The American Council of Trustees and Alumni released a report yesterday giving UNM a C grade for general education requirements – along with New Mexico State University and nearly a third of the colleges reviewed. With more than 60 percent of colleges in the report receiving a C or less, the criteria used warrant a closer look.

The grades are based on how well a college's core curriculum aligns with the seven areas selected for the report: composition, literature, foreign language, U.S. government or history, economics, mathematics and science. The report gives UNM credit for only three – math, science and foreign language.

UNM does include a fourth requirement from ACTA's list – two semesters of composition. The report states: "No credit given for Composition because students may test out of the University Writing requirement and fulfill the Writing and Speaking core requirement with a course in public speaking."

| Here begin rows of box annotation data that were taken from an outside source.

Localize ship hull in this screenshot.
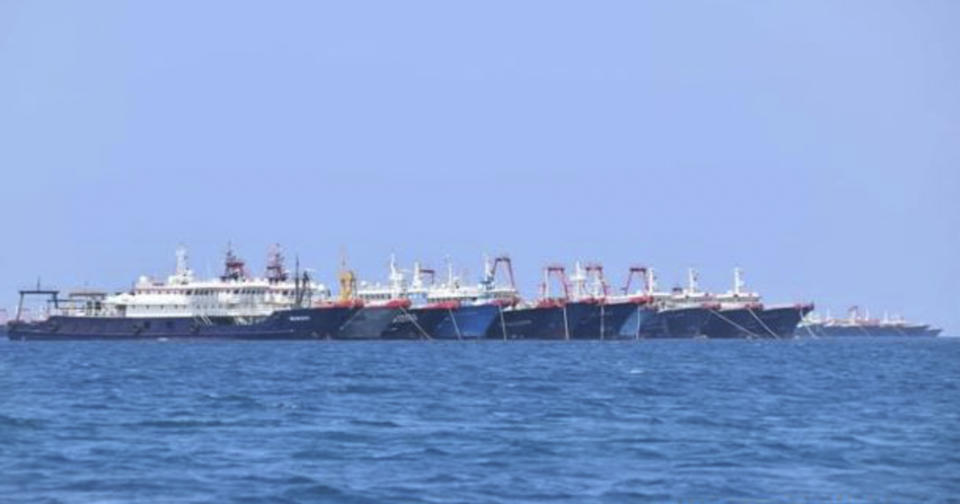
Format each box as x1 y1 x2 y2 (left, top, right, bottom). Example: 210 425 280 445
796 324 940 338
8 307 354 341
621 307 710 338
433 304 500 339
757 305 813 338
487 302 594 339
380 308 447 339
703 308 770 339
334 306 404 340
570 302 639 339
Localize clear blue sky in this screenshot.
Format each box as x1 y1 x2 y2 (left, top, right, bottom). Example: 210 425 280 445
0 0 960 333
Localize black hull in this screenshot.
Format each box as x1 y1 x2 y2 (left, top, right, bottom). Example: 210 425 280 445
333 306 404 340
487 302 596 340
758 305 813 338
8 307 356 341
796 324 940 338
703 308 770 339
570 302 638 339
381 308 450 339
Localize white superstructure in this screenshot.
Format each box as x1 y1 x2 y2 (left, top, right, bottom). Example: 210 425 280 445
64 247 330 318
357 256 518 306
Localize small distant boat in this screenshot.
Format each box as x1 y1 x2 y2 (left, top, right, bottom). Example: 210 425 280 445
797 306 942 337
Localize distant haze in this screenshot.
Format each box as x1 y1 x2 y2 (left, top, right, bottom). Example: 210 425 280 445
0 1 960 333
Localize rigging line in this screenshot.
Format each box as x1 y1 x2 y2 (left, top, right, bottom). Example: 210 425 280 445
497 303 507 341
447 307 463 340
400 306 433 340
747 308 780 339
710 310 758 337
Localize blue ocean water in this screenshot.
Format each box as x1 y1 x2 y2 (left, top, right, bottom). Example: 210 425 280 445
0 338 960 503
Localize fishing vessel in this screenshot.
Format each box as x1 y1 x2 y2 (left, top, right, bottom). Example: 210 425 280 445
487 264 593 340
427 255 520 339
356 255 447 339
570 261 655 339
796 306 942 337
620 266 718 338
8 247 356 340
703 268 813 339
703 268 772 338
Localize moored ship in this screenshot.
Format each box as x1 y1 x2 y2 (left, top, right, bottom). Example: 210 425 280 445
703 268 813 339
796 306 942 337
487 265 592 340
8 247 356 340
571 262 654 339
620 266 716 338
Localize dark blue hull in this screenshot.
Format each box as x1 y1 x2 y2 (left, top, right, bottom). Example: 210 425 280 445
621 307 710 338
757 305 813 338
8 307 356 340
381 308 448 339
703 308 770 339
433 304 500 339
333 306 404 340
570 302 639 339
487 302 595 339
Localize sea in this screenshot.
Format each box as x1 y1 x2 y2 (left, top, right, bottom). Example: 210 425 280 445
0 338 960 504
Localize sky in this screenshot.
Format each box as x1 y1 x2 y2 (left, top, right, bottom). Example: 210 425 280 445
0 0 960 334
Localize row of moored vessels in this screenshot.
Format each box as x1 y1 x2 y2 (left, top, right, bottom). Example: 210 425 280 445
1 242 840 340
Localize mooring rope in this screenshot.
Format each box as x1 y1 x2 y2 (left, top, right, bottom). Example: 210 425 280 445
747 308 780 339
710 309 759 338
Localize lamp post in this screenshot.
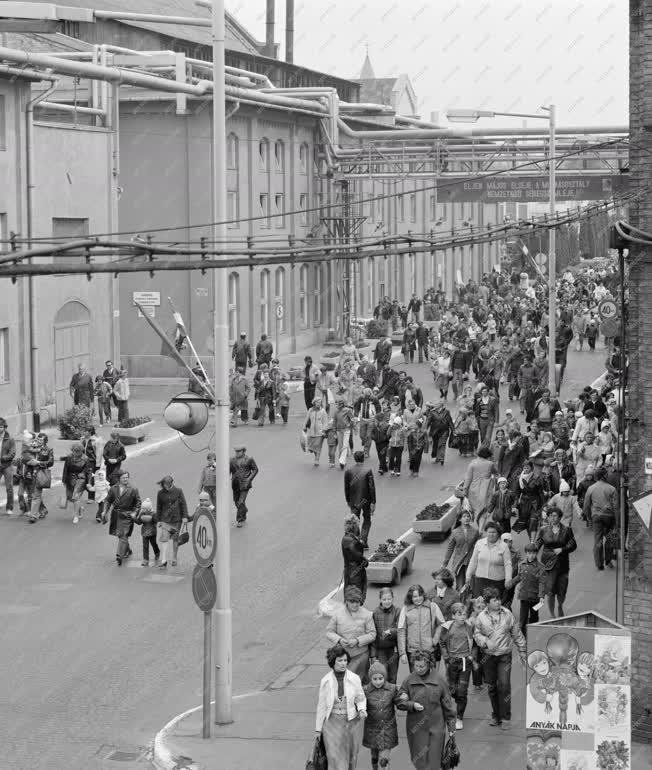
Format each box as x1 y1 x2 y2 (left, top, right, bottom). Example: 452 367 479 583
446 104 557 393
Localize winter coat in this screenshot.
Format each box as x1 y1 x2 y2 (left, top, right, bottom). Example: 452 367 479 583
443 524 480 575
362 682 400 751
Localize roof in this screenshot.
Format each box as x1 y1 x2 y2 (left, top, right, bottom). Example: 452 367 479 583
357 78 398 107
24 0 264 54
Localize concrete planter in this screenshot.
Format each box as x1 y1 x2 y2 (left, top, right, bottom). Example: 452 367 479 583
367 543 416 585
112 422 152 445
412 495 461 540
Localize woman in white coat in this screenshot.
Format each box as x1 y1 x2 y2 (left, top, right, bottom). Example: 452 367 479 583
315 644 367 770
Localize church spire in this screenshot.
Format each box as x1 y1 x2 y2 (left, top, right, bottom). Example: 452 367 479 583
360 46 376 80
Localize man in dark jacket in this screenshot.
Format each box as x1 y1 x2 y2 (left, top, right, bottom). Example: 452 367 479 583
0 417 16 516
156 476 189 569
229 446 258 527
344 451 376 550
256 334 274 367
231 332 254 373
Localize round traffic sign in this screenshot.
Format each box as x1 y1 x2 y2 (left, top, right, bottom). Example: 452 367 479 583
598 299 618 321
192 564 217 612
192 511 217 567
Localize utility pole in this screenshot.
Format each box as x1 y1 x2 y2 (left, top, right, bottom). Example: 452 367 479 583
211 0 233 725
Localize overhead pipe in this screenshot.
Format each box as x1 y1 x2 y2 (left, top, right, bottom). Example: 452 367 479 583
0 46 213 96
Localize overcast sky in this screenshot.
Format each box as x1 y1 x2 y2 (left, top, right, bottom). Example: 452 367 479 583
227 0 628 126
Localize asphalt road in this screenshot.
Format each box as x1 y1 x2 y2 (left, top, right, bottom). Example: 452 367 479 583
0 344 604 770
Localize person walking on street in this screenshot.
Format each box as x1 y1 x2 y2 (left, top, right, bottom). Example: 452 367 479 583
113 369 130 423
315 643 367 770
256 334 274 369
156 476 189 569
70 364 95 409
102 431 127 486
473 588 526 731
229 446 258 527
61 444 93 524
0 417 16 516
106 471 140 567
231 332 254 374
344 451 376 550
583 468 619 570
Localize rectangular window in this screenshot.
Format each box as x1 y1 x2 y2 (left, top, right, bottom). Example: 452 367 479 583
258 193 269 227
0 327 9 385
226 190 240 230
0 94 7 150
274 193 285 227
52 217 89 265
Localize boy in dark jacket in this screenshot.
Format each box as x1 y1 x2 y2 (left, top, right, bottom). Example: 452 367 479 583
137 497 161 567
371 587 401 684
507 543 546 636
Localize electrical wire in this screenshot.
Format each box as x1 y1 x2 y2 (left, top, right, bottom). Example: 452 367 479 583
3 139 631 243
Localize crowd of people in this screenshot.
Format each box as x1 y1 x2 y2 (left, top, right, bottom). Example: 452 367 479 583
310 270 626 770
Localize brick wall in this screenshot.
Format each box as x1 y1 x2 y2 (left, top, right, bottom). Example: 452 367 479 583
624 0 652 743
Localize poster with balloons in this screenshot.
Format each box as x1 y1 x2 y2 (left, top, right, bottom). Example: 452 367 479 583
525 613 631 770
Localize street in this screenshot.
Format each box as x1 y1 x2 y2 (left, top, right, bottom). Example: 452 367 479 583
0 350 615 770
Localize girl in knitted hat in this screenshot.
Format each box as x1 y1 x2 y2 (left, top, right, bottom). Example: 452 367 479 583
362 661 400 770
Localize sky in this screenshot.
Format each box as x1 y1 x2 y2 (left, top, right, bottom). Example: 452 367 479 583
227 0 628 126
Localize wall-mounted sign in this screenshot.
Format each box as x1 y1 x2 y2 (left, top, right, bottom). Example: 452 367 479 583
131 291 161 307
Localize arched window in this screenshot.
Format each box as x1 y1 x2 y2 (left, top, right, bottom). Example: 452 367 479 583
312 265 322 326
229 273 240 343
366 257 374 311
258 137 269 171
274 139 285 171
299 265 308 326
226 134 238 169
274 267 285 334
260 270 270 334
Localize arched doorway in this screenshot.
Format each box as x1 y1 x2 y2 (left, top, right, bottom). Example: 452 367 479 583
54 301 91 416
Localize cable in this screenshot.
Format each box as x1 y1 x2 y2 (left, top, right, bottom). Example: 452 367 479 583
10 139 631 243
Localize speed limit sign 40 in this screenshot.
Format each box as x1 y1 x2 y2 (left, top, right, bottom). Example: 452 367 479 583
192 511 217 567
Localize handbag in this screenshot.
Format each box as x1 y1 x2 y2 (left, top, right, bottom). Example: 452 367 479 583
179 522 190 545
441 735 460 770
306 735 328 770
34 468 52 489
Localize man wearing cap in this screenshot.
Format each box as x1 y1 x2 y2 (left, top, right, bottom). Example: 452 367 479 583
0 417 16 516
229 446 258 527
344 451 376 550
231 332 254 372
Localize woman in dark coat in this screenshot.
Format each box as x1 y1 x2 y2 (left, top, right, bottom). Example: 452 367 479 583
61 444 93 524
398 652 457 770
342 516 369 604
106 471 140 567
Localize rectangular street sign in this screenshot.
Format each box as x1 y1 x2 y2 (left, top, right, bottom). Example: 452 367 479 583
437 174 629 203
131 291 161 307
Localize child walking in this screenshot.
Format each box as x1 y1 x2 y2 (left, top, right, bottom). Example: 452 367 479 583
362 661 400 770
439 602 473 730
87 470 111 524
138 497 161 567
198 452 216 507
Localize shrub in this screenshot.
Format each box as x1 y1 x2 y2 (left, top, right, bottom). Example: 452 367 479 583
59 406 93 441
366 318 387 340
118 417 152 428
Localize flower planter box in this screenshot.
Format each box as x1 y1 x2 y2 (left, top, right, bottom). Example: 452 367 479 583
412 495 461 540
112 422 152 445
367 543 417 586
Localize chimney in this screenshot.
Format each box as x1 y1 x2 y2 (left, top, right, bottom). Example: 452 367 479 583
285 0 294 64
265 0 276 58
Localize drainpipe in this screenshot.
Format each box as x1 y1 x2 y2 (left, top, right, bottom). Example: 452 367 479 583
25 74 59 433
285 0 294 64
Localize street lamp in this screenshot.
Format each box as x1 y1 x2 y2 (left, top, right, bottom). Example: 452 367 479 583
446 104 557 393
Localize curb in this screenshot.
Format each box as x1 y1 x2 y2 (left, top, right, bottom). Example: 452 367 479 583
152 690 264 770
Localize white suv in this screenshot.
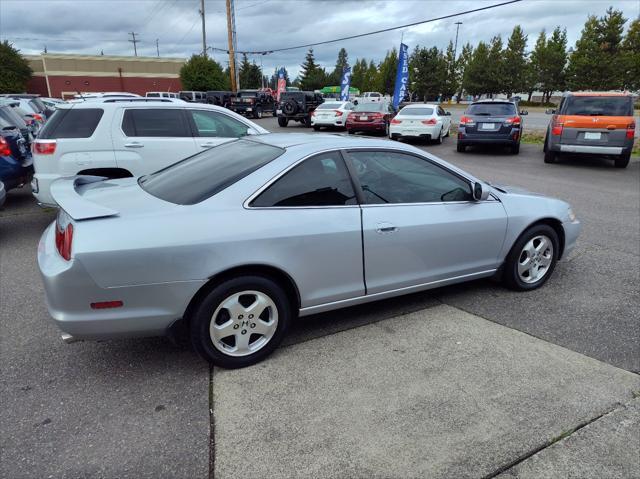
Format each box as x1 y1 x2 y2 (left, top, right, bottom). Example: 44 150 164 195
31 98 268 206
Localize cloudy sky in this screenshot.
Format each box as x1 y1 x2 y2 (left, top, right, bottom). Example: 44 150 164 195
0 0 640 78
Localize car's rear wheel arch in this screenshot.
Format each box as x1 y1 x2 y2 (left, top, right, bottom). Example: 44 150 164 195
183 264 301 321
78 168 133 179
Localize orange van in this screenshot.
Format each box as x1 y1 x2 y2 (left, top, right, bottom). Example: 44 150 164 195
544 92 636 168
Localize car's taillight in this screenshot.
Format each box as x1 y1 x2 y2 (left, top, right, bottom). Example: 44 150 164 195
56 210 73 261
504 116 520 126
627 121 636 140
0 136 11 156
33 140 57 155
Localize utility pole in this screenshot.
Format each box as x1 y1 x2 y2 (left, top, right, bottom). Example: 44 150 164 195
227 0 238 92
200 0 207 57
129 32 140 56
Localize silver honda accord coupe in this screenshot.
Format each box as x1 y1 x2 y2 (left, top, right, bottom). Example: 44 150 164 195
38 134 580 368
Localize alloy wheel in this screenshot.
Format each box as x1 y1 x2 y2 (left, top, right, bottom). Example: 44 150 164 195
517 235 553 284
209 291 278 357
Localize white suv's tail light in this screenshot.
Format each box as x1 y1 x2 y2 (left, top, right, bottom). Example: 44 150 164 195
33 140 57 155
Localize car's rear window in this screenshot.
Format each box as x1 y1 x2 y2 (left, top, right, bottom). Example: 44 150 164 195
138 140 284 205
38 108 104 140
560 96 633 116
467 103 516 116
399 108 433 116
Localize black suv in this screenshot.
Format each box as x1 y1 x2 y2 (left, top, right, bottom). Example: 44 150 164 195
207 91 233 108
278 91 324 128
457 100 527 154
229 90 276 118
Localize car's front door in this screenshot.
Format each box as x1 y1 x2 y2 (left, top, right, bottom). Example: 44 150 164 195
347 150 507 294
248 151 364 308
111 108 200 176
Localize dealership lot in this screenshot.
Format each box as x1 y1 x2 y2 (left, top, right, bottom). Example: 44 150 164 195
0 122 640 477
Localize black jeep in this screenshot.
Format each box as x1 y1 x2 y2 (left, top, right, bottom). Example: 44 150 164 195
278 91 324 127
207 91 233 108
229 90 276 118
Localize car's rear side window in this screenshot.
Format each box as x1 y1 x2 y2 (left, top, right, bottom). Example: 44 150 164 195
138 140 284 205
122 108 192 138
560 96 633 116
467 103 517 116
38 108 104 140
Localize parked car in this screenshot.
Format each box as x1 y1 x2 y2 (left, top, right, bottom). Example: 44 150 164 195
389 103 451 143
311 99 354 131
346 102 395 136
144 91 179 99
38 134 580 368
457 100 527 155
0 119 33 197
544 92 636 168
276 90 324 127
229 90 277 118
0 102 33 150
207 91 235 108
31 98 268 206
178 91 207 103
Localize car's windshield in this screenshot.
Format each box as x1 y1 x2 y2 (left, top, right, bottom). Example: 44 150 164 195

Testing out of English 101 and 102 at UNM requires nothing less than near perfect scores on the ACT or SAT or a perfect score on AP exams – 29 or higher for ACT English, 650 or higher for SAT Critical Reading, or 5 for the English Language or English Literature AP. Surely students with those scores may be safely assumed to have mastered basic composition?

In addition to public speaking, advanced students can fulfill this core requirement with expository writing (a.k.a. advanced composition), technical and professional writing, or reason and critical thinking (a philosophy course). The common thread in these courses – including public speaking – is that all teach students to communicate effectively and ethically and to critically analyze the messages they read, hear and see.

UNM doesn't expressly require the remaining three areas – literature, economics and U.S. government or history – though introductory courses in those areas are options among humanities and social sciences requirements.

Of course, most people would probably agree that UNM's core curriculum could be improved. A task force of faculty, staff and students has worked over the past year to develop recommendations for a revised core focused on learning outcomes and to identify a structure to ensure continual review of the core. Look for more details on UNM Today later this semester.